Он не видел иного способа заинтересовать Одержимых Тартаром собой — безобидным малолетним Иолаем, сыном Ификла и племянником Алкида.
Собой.
Приманкой.
Жертвой.
— Являлся, — во всеуслышание заявил он. — Только, кажется, не бог.
— А кто? — Амфитрион даже не заметил, кому принадлежал вопрос.
— Не знаю. Вроде как тень… на тебя, папа, похожа. И на дядю Алкида. Говорила… говорил: я твой дед Амфитрион, сын Алкея-Микенца.
— Врешь! — выдохнул Алкид, уронив на пол бронзовую подвеску, которую до того рассеянно вертел в пальцах.
— Вот и он сказал, что не поверят. Тогда велел: расскажи им, как дом наш горел, когда твоего отца и его брата еще на свете не было, а бабушка Алкмена в тягости была, ногу подвернула и чуть не задохлась — еле вытащили…
— Было, — бледнея, прошептала Алкмена.
— Или как ночью в переулке напали на нее, когда от Навсикаи шла — а я… то есть он отбил бабушку у шестерых. Одному, говорил, горло его же собственным ножом перерезал…
— Было! — Алкмена смотрела на мальчишку совершенно безумными глазами, и Амфитрион решил: достаточно.
— Это действительно было, мама? — глухо прозвучал в наступившей тишине голос Ификла.
— Было. Я вам никогда не рассказывала…
— Значит, правда? — Алкид подобрал злосчастную подвеску и ссутулился, стараясь не глядеть на Иолая.
— Как он там… дедушка твой? — взгляд Алкмены молил: «Скажи хоть что-нибудь!» — и Амфитрион не выдержал.
Отвел глаза.
— Говорил — неплохо ему там. В Аиде этом. На Островах Блаженства живет. Один. Никто не мешает. Вас всех к себе ждет. Но предупреждал, чтоб не торопились — он подождет, у него теперь времени много. Даже слишком.
— А еще что говорил? — Ификл весь подался вперед. — Еще хоть что-нибудь?!

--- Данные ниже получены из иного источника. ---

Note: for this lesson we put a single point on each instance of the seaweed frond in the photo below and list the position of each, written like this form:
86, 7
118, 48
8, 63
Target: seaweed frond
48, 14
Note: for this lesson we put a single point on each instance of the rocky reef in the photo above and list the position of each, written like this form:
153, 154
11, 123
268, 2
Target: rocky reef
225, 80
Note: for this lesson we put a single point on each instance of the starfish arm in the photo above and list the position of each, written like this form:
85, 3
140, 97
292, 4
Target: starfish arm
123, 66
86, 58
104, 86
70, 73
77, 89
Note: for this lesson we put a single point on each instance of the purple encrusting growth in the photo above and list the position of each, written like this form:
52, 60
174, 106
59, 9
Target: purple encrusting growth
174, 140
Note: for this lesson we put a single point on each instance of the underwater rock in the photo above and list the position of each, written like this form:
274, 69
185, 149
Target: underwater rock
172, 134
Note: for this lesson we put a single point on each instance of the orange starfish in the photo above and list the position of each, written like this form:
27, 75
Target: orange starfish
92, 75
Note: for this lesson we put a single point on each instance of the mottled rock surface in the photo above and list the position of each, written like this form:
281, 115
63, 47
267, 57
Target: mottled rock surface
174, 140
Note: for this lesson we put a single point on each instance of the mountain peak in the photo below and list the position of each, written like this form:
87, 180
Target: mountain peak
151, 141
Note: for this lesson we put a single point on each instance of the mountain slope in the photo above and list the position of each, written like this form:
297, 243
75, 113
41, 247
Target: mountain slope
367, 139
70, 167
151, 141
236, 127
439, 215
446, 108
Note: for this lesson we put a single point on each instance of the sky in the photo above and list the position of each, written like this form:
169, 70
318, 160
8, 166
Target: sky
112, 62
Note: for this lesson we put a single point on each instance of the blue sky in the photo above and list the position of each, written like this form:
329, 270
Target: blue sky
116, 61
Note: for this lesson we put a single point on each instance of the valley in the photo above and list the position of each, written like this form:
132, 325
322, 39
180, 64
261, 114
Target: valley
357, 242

— Говорил, — охотно согласился Амфитрион. — Дескать, его ко мне боги послали. Известить, что я теперь буду папу и дядю Алкида везде сопровождать. Они вот-вот подвиги совершать станут (Алкид вздрогнул и опять уронил подвеску, услышав это), вот и я с ними… А для этого надо много кушать и хорошо заниматься. Ну, я и стараюсь.

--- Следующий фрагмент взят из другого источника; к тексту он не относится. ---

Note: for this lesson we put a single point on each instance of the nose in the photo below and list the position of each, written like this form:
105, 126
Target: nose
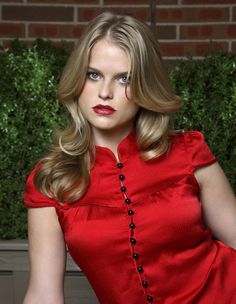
106, 90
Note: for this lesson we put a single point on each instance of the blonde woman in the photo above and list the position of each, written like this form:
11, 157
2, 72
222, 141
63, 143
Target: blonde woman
146, 212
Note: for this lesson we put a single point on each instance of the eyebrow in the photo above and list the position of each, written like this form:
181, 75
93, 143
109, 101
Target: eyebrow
116, 75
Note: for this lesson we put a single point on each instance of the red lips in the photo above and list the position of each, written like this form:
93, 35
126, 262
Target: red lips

— Все? — несколько выждав, спросил Алкид.
— Нет, не все. Велел мне мяса побольше есть и лепешек, а козьим молоком двоюродного дедушку Ликимния поить. Три раза в день. Нет, даже четыре. Вместо вина. А еще…

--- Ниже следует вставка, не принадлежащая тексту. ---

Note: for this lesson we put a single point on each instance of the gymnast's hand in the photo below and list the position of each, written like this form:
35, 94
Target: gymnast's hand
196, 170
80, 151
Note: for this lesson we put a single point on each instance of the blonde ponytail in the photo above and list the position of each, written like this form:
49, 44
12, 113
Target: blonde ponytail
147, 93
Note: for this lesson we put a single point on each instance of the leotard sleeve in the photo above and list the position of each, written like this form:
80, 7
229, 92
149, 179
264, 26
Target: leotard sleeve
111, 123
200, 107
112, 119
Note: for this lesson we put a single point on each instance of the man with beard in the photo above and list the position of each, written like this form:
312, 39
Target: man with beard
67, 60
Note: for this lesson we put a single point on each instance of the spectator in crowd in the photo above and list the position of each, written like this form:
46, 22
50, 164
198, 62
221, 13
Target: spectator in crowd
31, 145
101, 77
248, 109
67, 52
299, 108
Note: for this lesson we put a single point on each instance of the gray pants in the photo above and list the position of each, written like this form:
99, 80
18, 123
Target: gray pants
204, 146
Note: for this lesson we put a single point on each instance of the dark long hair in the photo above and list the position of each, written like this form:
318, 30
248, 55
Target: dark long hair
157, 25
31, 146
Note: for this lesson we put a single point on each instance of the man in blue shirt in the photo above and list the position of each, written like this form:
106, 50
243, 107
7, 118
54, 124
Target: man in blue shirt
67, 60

Амфитрион быстро оглянулся и удостоверился, что дверь в мегарон слегка приоткрыта. Челядь явно подслушивала, как он и надеялся, и Амфитрион очень рассчитывал на длинные язычки служанок.
— А еще дедушка говорил, чтобы жертвы ему приносить не забывали. Всякие. А если я его слушаться не буду, то со мной будет так же, как с дядей Алкидом. А что будет — не сказал. Дядя Алкид, ты что, в детстве дедушку не слушался? Что с тобой было?
— Болел, — угрюмо бросил Алкид.
— А сейчас ты выздоровел?
Алкид не ответил.
Амфитрион, насвистывая, вприпрыжку несся к палестре, размышляя над случайно подаренной ему возможностью сознательно наслаждаться детством.
Многие ли, кроме него, могут похвастаться этим?
Жизнь, при всех ее подвохах и кознях, иногда все же поворачивалась приятной стороной; особенно в последние дни, когда слов «Дедушка сказал!» хватало, чтобы бесповоротно настоять на своем — будь то распорядок занятий или что иное.
«Радуйся, Иолай! — подумал Амфитрион. — Радуйся, пока…»
— Радуйся, Иолайчик! Ой, вырос, вырос-то как! Совсем большой стал!..
И детство закончилось.
Пыль, клубящаяся следом, вдруг прибавила ходу, догнала, обступила, едким пеплом запорошив горло, заставив слезиться глаза; всклокоченное облако закрыло солнце, и Амфитрион был вынужден вспомнить, кто он есть на самом деле.
Он ждал этого голоса.
Именно этого — потому что еще на Островах Блаженства, по ту сторону Ахерона, Гермий сказал ему, что Трехтелая Геката абсолютно уверена в смерти своей бывшей жрицы Галинтиады.
Уверена.
В смерти.
…Мальчик медленно повернулся — слишком медленно для шестилетки, на взгляд Галинтиады, дочери Пройта; и глазки старухи, хищно сверкнув в надвигающихся сумерках, ощупали Иолая с ног до головы.
Слишком обстоятельно, на взгляд Амфитриона, сына Алкея Микенского.
— Ну что, узнал старуху, маленький?
— Узнал, бабушка Галинтиада. Вас — и не узнать! Мама вас часто поминает…
Амфитрион изо всех сил старался, чтобы его голос звучал достаточно приветливо.